If your memory manager wipes free'd data to a known value (usually something like 0xfeeefeee), you can set a data breakpoint on a particular instance of something you're interested in. When it gets free'd, the breakpoint will trigger when the memory gets wiped.
I recommend you to check UMDH tool that comes with Debugging Tools For Windows (You can find usage and samples in the debugging tools help). You can snap shot running process's heap allocations with stack trace and compare them.
You could try Memory Validator to monitor the allocations and deallocations. Memory Validator has a couple of features that will help you identify where data is being deallocated:
Hotspots view.

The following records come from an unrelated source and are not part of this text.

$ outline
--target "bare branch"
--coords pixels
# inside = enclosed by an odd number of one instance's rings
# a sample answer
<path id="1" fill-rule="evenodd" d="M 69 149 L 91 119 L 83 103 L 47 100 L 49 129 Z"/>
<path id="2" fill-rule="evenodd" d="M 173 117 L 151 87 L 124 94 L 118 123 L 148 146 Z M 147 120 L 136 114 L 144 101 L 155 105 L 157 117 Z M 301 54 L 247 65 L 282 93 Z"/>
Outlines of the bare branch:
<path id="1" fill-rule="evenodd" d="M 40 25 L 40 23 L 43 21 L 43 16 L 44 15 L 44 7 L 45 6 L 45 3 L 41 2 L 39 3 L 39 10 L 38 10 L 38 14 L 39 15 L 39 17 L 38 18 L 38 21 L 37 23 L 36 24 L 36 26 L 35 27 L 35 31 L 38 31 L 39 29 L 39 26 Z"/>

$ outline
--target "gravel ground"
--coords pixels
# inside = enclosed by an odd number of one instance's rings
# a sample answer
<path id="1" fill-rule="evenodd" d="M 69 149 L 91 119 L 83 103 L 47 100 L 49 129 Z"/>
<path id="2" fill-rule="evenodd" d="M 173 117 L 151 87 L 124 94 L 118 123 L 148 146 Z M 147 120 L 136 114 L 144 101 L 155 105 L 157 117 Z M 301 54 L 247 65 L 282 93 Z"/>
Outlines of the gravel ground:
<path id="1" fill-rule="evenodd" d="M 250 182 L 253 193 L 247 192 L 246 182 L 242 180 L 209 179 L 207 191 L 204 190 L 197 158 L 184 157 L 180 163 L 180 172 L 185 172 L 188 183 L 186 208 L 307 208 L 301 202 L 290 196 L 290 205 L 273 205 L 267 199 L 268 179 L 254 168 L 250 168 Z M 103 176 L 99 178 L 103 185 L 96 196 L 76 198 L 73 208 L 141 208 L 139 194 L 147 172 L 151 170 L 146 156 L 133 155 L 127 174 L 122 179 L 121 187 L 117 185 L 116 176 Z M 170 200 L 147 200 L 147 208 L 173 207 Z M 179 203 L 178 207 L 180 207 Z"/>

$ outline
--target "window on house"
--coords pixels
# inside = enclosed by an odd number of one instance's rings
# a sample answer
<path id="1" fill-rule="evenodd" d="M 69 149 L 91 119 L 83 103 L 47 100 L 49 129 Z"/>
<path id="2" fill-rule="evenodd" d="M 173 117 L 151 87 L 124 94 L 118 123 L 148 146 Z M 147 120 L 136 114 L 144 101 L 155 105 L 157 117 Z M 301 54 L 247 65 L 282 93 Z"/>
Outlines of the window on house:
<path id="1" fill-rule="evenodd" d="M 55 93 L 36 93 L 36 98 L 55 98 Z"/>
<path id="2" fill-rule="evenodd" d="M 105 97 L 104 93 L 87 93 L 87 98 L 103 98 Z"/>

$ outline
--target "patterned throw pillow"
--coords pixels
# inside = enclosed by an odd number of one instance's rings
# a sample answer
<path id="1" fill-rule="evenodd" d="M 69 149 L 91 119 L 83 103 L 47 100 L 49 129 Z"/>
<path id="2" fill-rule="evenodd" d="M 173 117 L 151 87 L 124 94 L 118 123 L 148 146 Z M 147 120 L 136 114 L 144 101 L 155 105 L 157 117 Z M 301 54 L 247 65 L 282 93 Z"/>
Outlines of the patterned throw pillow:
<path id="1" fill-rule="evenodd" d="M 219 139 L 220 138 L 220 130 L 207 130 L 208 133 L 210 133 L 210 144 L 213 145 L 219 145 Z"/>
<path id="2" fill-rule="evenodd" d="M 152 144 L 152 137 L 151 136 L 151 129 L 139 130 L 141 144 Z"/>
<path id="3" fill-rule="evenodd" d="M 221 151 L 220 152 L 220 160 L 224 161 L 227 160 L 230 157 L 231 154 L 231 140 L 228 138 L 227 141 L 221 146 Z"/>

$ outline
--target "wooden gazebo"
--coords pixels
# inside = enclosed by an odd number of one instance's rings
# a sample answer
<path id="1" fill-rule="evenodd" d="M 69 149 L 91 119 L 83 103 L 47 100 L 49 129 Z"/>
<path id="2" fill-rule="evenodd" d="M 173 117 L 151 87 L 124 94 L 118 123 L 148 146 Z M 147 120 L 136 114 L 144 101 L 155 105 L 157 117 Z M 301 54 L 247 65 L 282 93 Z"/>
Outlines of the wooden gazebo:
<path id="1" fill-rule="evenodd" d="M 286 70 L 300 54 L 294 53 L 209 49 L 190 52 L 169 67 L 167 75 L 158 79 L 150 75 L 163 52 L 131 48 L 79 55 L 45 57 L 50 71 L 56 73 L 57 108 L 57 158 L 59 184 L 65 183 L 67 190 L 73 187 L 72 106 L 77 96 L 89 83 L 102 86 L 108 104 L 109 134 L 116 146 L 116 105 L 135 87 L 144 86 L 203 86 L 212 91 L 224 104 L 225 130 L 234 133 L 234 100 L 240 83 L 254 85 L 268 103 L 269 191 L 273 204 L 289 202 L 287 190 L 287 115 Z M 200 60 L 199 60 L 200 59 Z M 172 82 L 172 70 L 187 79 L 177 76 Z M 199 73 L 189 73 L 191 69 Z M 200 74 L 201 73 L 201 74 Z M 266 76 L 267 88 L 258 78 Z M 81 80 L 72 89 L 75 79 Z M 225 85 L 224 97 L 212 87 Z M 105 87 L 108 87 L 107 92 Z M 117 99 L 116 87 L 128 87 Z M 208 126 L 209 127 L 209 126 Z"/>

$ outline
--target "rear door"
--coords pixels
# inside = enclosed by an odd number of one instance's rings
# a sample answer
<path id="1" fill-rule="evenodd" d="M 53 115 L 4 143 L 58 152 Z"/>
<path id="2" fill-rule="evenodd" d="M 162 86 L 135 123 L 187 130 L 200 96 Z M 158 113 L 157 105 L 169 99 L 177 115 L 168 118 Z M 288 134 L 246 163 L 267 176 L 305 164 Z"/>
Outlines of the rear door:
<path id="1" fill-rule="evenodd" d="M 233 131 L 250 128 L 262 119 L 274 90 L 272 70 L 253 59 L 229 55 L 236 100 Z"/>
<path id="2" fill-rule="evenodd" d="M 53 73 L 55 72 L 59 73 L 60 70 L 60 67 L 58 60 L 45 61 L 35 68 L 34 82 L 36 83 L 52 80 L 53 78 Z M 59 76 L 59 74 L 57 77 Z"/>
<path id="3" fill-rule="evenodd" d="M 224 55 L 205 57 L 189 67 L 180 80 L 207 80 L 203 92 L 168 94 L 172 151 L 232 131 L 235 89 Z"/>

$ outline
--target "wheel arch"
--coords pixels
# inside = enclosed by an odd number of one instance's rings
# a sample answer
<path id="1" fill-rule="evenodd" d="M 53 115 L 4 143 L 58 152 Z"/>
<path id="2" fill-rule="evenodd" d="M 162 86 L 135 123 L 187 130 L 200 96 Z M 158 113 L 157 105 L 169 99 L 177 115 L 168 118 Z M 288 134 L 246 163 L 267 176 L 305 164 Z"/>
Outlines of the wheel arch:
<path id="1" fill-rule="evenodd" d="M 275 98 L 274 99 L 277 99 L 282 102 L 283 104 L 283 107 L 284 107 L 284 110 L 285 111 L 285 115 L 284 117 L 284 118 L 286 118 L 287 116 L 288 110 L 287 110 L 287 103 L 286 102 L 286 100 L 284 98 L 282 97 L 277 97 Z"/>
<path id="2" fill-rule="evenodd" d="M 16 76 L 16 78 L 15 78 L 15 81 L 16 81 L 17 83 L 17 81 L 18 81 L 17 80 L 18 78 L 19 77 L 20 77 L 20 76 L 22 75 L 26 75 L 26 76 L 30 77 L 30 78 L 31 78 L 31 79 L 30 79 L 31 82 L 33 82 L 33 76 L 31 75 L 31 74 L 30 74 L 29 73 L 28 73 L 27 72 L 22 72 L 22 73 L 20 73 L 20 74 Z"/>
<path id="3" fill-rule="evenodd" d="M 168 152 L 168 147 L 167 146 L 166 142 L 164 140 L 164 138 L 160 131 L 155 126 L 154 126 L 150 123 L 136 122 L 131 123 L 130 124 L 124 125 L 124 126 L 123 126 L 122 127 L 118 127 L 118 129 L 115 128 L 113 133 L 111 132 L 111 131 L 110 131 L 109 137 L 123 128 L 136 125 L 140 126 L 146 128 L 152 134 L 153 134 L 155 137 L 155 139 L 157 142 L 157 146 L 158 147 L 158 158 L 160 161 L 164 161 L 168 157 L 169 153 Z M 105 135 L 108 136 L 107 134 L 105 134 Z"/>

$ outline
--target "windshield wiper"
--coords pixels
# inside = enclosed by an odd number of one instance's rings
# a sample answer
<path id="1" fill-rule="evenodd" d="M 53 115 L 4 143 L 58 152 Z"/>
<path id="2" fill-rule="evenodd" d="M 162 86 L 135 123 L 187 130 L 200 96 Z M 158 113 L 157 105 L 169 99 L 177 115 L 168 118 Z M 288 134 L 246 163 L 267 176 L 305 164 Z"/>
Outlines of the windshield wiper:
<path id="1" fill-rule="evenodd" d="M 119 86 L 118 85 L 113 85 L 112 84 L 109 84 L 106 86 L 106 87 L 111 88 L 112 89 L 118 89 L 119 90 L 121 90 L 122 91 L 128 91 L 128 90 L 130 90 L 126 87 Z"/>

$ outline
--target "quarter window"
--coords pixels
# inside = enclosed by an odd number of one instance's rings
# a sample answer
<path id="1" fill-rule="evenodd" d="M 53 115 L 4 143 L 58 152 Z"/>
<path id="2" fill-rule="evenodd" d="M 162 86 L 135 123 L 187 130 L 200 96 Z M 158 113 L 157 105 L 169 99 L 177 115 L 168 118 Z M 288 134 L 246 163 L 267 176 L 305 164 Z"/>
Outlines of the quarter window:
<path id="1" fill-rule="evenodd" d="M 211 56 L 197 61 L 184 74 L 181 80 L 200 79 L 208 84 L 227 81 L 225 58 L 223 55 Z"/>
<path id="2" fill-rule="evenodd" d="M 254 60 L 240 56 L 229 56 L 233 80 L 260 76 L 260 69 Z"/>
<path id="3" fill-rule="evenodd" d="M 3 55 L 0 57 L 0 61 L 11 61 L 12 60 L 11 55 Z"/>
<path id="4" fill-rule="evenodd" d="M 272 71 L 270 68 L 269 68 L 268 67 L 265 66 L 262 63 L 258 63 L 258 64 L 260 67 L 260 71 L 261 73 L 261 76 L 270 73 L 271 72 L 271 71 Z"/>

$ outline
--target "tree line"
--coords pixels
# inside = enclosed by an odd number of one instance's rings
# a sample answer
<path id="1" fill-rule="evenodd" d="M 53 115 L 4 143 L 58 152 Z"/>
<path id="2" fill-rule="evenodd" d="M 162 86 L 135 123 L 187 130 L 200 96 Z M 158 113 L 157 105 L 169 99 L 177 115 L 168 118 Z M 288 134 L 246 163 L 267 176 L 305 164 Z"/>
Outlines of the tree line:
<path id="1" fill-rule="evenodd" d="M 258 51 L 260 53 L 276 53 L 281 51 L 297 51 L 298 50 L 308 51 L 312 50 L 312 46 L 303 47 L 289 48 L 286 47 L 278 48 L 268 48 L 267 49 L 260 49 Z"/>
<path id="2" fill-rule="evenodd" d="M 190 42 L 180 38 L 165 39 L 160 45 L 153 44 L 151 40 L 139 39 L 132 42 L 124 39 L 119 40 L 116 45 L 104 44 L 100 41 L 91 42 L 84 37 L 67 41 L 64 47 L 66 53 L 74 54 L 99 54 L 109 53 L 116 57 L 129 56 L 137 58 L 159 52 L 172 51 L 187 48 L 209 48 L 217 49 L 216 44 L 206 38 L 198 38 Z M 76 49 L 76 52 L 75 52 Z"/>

This can show you a tree of all allocations and deallocations or just all allocations or just all deallocations. It presents the data as a percentage of memory activity (based on amount of memory (de)allocated at a given location).
Analysis view. You can perform queries asking for data in a given address range. You can restrict these queries to any of alloc, realloc, dealloc behaviours.
Objects view. You can view allocations by type and see the maximum number of objects of each type (plus lots of other stats). Right click on a type to get a context menu, choose show all deallocations - will show deallocation locations for that type on Analysis tab.
I think the Hotspots view may give you the insight you need.